Me faz lembrar um trecho do livro Santa Evita, de Tomás Eloy Martínez, um misto de biografia, reportagem e ficção que me parece uma das melhores obras para entender o imaginário político e mítico que os argentinos construíram sobre Eva Peron. Lá pelas tantas, ao revelar as informações mentirosas que constaram dos documentos de seu casamento oficial - origem, idade, nome -, Martínez saca uma interpretação que considero magistral: Peron e Evita mentiram porque se acreditavam donos da História e sentiram-se, portanto, livres para fraudar a verdade elementar dos fatos. e
Pois eu acho que é assim que Eduardo Cunha, e agora, a julgar pelas notícias da imprensa, também a sua 2a mulher se sentem: acima da realidade, uma espécie de húbris que traduz o descomedimento e a autoconfiança excessiva, a presunção absoluta de que os fatos podem ser controlados e moldados de acordo com a sua (deles) vontade (retiro da Wikipédia as referências ao conceito de húbris). Só isso é que me parece explicar esse estado de alheamento, um olhar opaco de Cunha a cada vez que ele faz pouco caso das acusações que lhe são imputadas, como se estivesse em transe psíquico.
Que gente é essa?
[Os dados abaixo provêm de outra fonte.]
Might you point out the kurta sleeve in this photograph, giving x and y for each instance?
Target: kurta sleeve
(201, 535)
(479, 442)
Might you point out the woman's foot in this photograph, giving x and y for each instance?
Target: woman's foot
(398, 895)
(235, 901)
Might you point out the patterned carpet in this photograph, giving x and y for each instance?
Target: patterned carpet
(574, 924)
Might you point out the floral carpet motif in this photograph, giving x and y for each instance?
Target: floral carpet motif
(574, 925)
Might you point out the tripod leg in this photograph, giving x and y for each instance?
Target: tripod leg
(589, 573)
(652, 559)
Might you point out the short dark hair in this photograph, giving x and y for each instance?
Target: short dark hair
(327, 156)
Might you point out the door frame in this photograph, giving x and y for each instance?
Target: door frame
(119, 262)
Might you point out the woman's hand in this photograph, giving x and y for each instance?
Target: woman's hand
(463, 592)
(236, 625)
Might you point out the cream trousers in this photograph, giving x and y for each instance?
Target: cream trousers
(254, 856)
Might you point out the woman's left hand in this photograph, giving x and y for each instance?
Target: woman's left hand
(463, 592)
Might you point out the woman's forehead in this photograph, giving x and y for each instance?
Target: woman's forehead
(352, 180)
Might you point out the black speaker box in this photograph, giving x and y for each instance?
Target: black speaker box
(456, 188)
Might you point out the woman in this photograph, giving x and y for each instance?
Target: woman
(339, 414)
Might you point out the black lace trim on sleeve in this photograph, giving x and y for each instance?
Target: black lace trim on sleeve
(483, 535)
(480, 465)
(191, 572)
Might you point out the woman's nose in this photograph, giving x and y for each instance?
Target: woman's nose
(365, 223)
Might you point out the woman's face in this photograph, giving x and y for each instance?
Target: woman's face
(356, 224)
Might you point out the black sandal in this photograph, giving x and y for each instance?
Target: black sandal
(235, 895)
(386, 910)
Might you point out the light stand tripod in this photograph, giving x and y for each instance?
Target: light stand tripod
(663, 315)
Vou parar de escrever sobre esse escândalo porque me parece que a análise política da atual conjuntura não consegue dar conta da sua essência multidisciplinar e quase antropológica, mas torço para que um desses escritores de fôlego jornalístico nos dê uma interpretação sobre o fenômeno que estamos testemunhando, talvez o ponto mais obscuro da nossa história recente.